Early gold rush towns sprung up without any structure; shacks were put up without any planning or services, as was the case with nearby Barkerville. Most placer miners only wanted to rush in, make their money, and leave as quickly as possible. They would exhaust the creek beds of gold and depart to other prospects, abandoning their temporary homes. Later, in the early 1900s, mining companies began organizing the development of the settlements. (For more on this, see the sketch “Features of Company Town“).
In the early 1920s, at the future location of Wells, there was only a sawmill and a roadhouse that had been there since the 1890s. It was the Cariboo Gold Quartz Mining Company that planned, built and maintained the town of Wells in the 1930s.
In 1933, the Cariboo Gold Quartz Mining Company formed a subsidiary called the Wells Townsite Company Limited, to purchase, develop and sell land for Wells. The directors of the Wells Townsite Company were Dr. Burnett, Mr. Solibakke, and Mr. Wells (“The Three Musketeers”), who owned one share each; the balance of 25,000 shares were held by the Cariboo Gold Quartz Mining Company.
The immediate goal of the Townsite Company was to house the flood of miners and their families pouring into the area. The long-term goal of the Townsite Company was to establish a full company town that would become a permanent community. At that time, it was not unusual for a company to establish a townsite; companies needed to attract a stable labour supply to isolated areas and transportation limitations did not make temporary labour a practical solution. The Wells Townsite Company was more than willing to provide the funds for the development of the town, since they expected long term profits from their gold mining.

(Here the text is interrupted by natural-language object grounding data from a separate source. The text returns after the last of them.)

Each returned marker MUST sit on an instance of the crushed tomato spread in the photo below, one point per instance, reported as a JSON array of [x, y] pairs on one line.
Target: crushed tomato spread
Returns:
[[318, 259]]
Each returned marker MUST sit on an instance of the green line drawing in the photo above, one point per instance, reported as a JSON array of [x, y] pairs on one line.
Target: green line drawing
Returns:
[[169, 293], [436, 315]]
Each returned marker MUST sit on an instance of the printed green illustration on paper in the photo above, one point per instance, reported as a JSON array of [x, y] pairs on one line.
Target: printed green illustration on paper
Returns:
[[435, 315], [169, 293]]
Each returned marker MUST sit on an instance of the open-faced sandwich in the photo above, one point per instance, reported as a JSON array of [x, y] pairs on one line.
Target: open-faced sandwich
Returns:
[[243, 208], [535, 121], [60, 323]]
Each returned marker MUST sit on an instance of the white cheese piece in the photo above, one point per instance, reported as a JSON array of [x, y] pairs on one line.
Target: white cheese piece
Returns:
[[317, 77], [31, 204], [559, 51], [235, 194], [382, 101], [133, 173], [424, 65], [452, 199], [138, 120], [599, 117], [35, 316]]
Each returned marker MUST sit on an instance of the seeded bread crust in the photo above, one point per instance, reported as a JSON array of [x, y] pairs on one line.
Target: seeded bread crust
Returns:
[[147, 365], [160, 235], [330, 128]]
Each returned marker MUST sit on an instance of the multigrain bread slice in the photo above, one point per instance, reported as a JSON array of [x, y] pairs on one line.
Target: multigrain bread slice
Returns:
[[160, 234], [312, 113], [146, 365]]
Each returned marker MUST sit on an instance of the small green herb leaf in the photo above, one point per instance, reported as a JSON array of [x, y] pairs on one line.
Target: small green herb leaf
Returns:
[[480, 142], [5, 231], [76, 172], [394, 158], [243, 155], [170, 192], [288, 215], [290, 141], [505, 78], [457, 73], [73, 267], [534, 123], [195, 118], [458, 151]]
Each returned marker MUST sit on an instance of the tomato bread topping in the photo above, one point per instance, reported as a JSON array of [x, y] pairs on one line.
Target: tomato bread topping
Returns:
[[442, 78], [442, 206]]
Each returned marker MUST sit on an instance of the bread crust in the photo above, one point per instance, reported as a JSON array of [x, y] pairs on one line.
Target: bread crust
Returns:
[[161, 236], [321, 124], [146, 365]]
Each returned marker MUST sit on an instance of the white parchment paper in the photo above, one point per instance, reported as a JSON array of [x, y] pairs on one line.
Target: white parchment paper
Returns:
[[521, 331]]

The Townsite Company sought to provide water and electrical services, a structured town with streets and sidewalks, telephones, and to encourage the relocation of whole families to Wells. Dr. Burnett spoke to shareholders about their preference for married men as employees due to the fact that they were more stable and had responsibilities to provide for their families. Fred Wells further explained the townsite’s objective:
“A town is essential in a neighbourhood where there are 200 men on payroll including Island Mountain Company and ourselves. At present, there are a great many shacks and cabins being built in the woods and along the roadside. It is much better to provide a proper place for people to live and this is what we plan to do.” (The Province, November 27, 1933)
While some other company towns, such as Pioneer Mine’s Bridge River, sought profits from the townsite as well as the mine operations, Wells encouraged private development to help develop the community. Though it was still a company town, the founders envisioned a full community with families, businesses, recreation and entertainment beyond the mine.